Organizer: The Council on Southeast Asia Studies at Yale University
Description:
While post-colonial and decolonial scholarship has made significant advances in accounting for the sophistication of non-western traditions of knowledge but have in that process preserved an emphasis on written and discursive forms of knowing. This talk outlines my ongoing attempt to account for unarticulated insights and political attitudes among Urban Borneans and understand their connection Bornean history. Drawing on PhD fieldwork in Kuching, Malaysia, over the course of 2018-2019 I depict the political attitudes of young civil society organizers and artists and their interactions with local elected officials.
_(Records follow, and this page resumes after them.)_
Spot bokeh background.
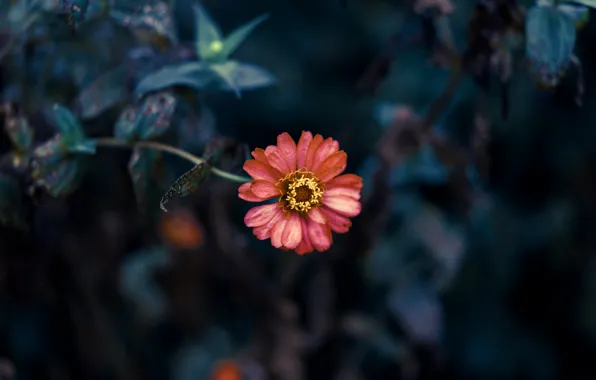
[0,0,596,380]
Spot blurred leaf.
[526,6,576,87]
[0,173,25,227]
[221,14,269,58]
[110,1,178,43]
[4,115,33,152]
[128,149,161,205]
[557,1,596,28]
[52,104,84,145]
[75,66,128,119]
[31,105,96,197]
[114,92,177,141]
[193,4,223,60]
[134,62,215,97]
[159,162,211,212]
[210,61,276,97]
[62,0,90,30]
[567,0,596,9]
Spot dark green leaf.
[4,115,33,152]
[135,62,216,97]
[159,162,211,212]
[193,4,223,60]
[210,61,277,96]
[114,92,177,141]
[128,149,161,205]
[52,104,84,145]
[221,15,269,58]
[110,1,178,43]
[526,6,576,86]
[75,66,128,119]
[0,173,25,227]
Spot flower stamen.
[280,170,323,213]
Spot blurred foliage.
[0,0,596,380]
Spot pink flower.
[238,132,362,255]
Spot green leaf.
[0,173,25,227]
[221,14,269,58]
[128,149,161,205]
[52,104,84,145]
[210,61,277,97]
[4,115,33,152]
[193,4,223,60]
[159,162,211,212]
[75,65,128,119]
[110,1,178,43]
[135,62,216,97]
[114,92,177,141]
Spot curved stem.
[93,137,252,183]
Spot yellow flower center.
[278,170,323,213]
[209,41,223,53]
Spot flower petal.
[311,137,339,171]
[251,148,269,164]
[250,179,281,200]
[265,145,290,174]
[325,174,363,190]
[308,208,327,224]
[243,160,281,183]
[252,209,284,240]
[296,131,312,169]
[324,187,360,200]
[308,220,333,252]
[304,135,323,170]
[315,150,348,182]
[277,132,296,171]
[295,218,314,255]
[271,218,288,248]
[323,195,362,217]
[238,182,263,202]
[244,203,278,227]
[281,212,302,249]
[319,206,352,234]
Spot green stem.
[93,137,252,183]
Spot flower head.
[238,132,362,254]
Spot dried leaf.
[159,162,211,212]
[114,92,177,141]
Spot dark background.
[0,0,596,380]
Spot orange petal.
[277,132,296,172]
[310,137,339,171]
[315,150,348,182]
[271,218,288,248]
[242,160,281,183]
[308,208,327,224]
[265,145,290,174]
[296,131,312,169]
[238,182,263,202]
[295,218,314,255]
[250,179,280,200]
[325,174,363,190]
[307,220,333,252]
[244,203,278,227]
[281,213,302,249]
[251,148,268,164]
[323,195,362,217]
[304,135,323,170]
[319,206,352,234]
[252,208,284,240]
[324,186,360,200]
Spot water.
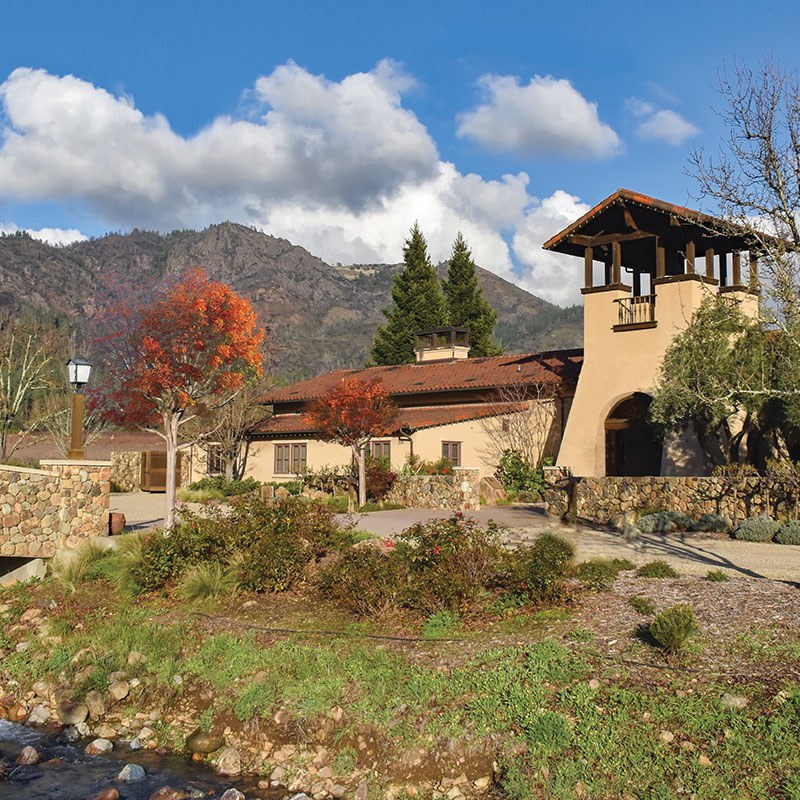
[0,720,288,800]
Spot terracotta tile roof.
[260,350,583,404]
[249,403,516,439]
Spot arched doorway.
[605,392,662,476]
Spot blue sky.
[0,0,800,303]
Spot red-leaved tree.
[89,269,264,527]
[304,378,397,506]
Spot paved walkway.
[110,492,800,583]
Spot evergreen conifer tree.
[442,231,503,358]
[371,223,448,365]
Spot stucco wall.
[545,467,798,524]
[556,282,758,477]
[0,460,111,558]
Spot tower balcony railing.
[614,294,656,328]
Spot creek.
[0,719,289,800]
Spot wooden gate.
[140,450,183,492]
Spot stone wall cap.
[0,461,59,478]
[39,458,111,467]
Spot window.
[275,442,308,475]
[442,442,461,467]
[370,442,392,461]
[206,444,225,475]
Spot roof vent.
[414,328,469,364]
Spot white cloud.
[0,61,588,302]
[0,222,88,245]
[636,109,700,146]
[457,75,620,158]
[625,97,700,146]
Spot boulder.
[83,689,106,720]
[86,739,114,756]
[56,700,89,725]
[117,764,144,783]
[186,730,225,755]
[216,747,242,777]
[17,745,41,765]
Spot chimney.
[414,328,469,364]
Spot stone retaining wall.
[545,467,797,524]
[384,467,481,511]
[0,461,111,558]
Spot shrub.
[395,512,502,614]
[636,560,678,578]
[178,562,239,603]
[319,546,407,616]
[575,558,636,591]
[733,517,780,542]
[53,539,106,592]
[649,603,698,653]
[637,511,692,533]
[775,519,800,544]
[512,533,575,604]
[494,450,544,498]
[130,495,346,591]
[628,595,656,617]
[692,514,731,533]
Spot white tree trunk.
[164,415,179,529]
[357,444,367,506]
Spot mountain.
[0,222,582,380]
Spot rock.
[722,692,750,708]
[216,747,242,777]
[108,681,131,701]
[83,689,106,720]
[92,786,119,800]
[117,764,144,783]
[186,730,225,755]
[86,739,114,756]
[149,786,186,800]
[28,703,50,725]
[56,700,89,725]
[353,781,369,800]
[17,745,41,765]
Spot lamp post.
[67,356,92,461]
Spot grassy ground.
[0,579,800,800]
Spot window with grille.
[206,444,225,475]
[370,442,392,461]
[442,442,461,467]
[275,442,308,475]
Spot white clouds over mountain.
[0,61,588,302]
[458,75,620,158]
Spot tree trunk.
[356,444,367,506]
[164,415,179,529]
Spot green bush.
[628,595,656,617]
[511,533,575,604]
[733,517,781,542]
[636,560,678,578]
[575,558,636,591]
[649,603,698,653]
[775,519,800,544]
[130,495,346,591]
[692,514,731,533]
[494,450,544,499]
[636,511,693,533]
[319,546,407,617]
[395,512,502,614]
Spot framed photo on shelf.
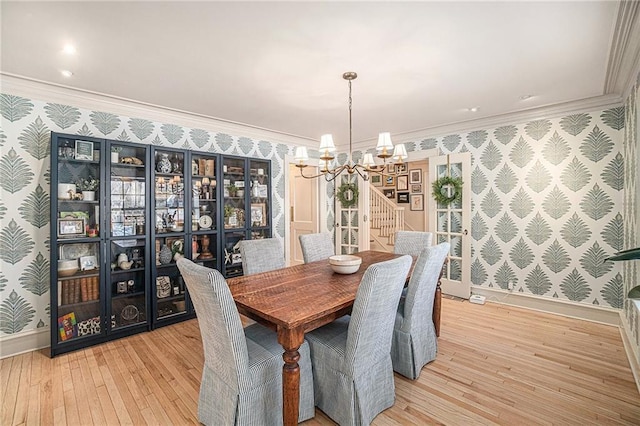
[409,169,422,183]
[58,218,85,238]
[409,194,424,211]
[396,175,409,191]
[80,256,98,271]
[251,203,267,226]
[58,312,77,341]
[76,140,93,161]
[258,184,269,198]
[396,163,408,173]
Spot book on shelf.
[80,278,92,302]
[58,312,77,341]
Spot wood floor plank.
[0,298,640,426]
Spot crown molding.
[604,0,640,97]
[353,94,623,151]
[0,72,315,145]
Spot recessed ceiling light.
[62,44,76,55]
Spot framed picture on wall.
[75,140,93,161]
[409,169,422,183]
[397,175,409,191]
[409,194,424,211]
[398,192,409,204]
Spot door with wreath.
[428,152,471,299]
[334,173,369,254]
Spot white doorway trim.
[282,154,329,266]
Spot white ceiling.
[0,1,632,148]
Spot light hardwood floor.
[0,299,640,425]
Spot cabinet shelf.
[111,268,145,275]
[111,291,145,300]
[58,269,100,281]
[58,299,100,308]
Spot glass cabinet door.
[152,149,191,320]
[51,135,105,346]
[191,153,218,269]
[249,160,271,240]
[107,143,148,331]
[221,157,250,277]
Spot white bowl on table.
[329,254,362,274]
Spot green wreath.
[431,176,462,205]
[336,183,358,209]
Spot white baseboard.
[620,312,640,392]
[471,286,621,327]
[0,327,51,359]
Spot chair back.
[177,258,250,391]
[298,232,335,263]
[401,243,450,332]
[345,256,412,376]
[239,238,285,275]
[393,231,433,256]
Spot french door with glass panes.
[429,152,471,299]
[333,173,369,254]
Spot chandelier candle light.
[295,72,407,182]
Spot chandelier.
[294,72,407,182]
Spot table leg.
[432,258,448,337]
[278,329,304,426]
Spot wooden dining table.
[227,250,440,426]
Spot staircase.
[369,186,404,252]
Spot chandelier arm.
[296,166,327,179]
[354,164,369,181]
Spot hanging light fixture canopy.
[295,72,407,182]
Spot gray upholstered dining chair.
[177,258,315,426]
[305,256,412,425]
[298,232,335,263]
[393,231,433,256]
[391,243,449,379]
[238,238,285,275]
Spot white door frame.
[282,154,329,266]
[427,152,471,299]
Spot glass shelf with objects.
[52,241,104,346]
[109,143,148,237]
[191,153,218,233]
[151,148,192,328]
[248,159,271,233]
[222,157,246,229]
[50,133,106,356]
[222,231,246,278]
[108,236,149,332]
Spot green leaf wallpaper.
[18,117,50,160]
[44,104,80,130]
[0,84,640,356]
[0,290,36,334]
[0,94,290,342]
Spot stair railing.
[369,186,404,245]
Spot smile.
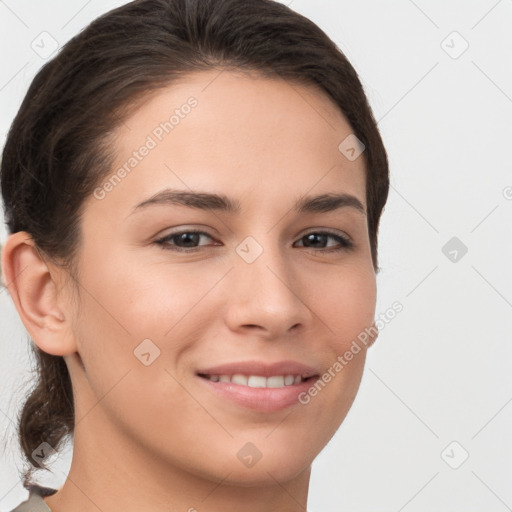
[196,361,319,413]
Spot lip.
[196,361,319,413]
[196,361,319,379]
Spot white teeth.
[247,375,267,388]
[205,373,303,388]
[231,373,248,386]
[267,375,286,388]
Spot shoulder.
[11,485,57,512]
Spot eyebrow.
[129,189,366,215]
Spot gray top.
[11,485,57,512]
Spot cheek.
[309,266,377,346]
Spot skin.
[3,70,376,512]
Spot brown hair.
[1,0,389,489]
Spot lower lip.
[197,376,317,412]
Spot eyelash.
[155,229,354,253]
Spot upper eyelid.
[156,228,352,242]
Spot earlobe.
[2,231,77,356]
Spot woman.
[1,0,389,512]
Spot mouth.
[196,361,319,413]
[198,373,314,388]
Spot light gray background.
[0,0,512,512]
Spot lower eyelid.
[155,230,354,252]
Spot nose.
[226,240,313,339]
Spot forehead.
[89,70,366,218]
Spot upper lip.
[197,361,318,378]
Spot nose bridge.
[228,233,310,336]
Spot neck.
[45,378,311,512]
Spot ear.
[2,231,77,356]
[366,321,379,349]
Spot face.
[66,70,376,485]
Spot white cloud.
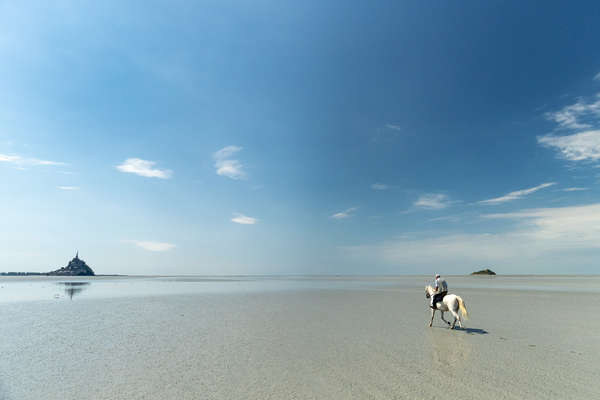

Operating under the political risk of deregistration and punishment within the intimate politics of Kuching’s political scene my interlocutors pursued sophisticated tactics, but did not supply explanations or rationales for their behaviors. In lieu of stated rationales, I analyze their efforts through their practices and public expressions. Paying attention to their many cat metaphors I suggest that not only do they share tacit assumptions about politics but that these attitudes and approaches relate to Borneo’s longer historical trajectories and raise fundamental problems about how to account for unspoken insights and practices methodologically and conceptually. I therefore outline historical reasons for thinking in these ways and suggest modifications of theoretical language that can help open up these issues systematically.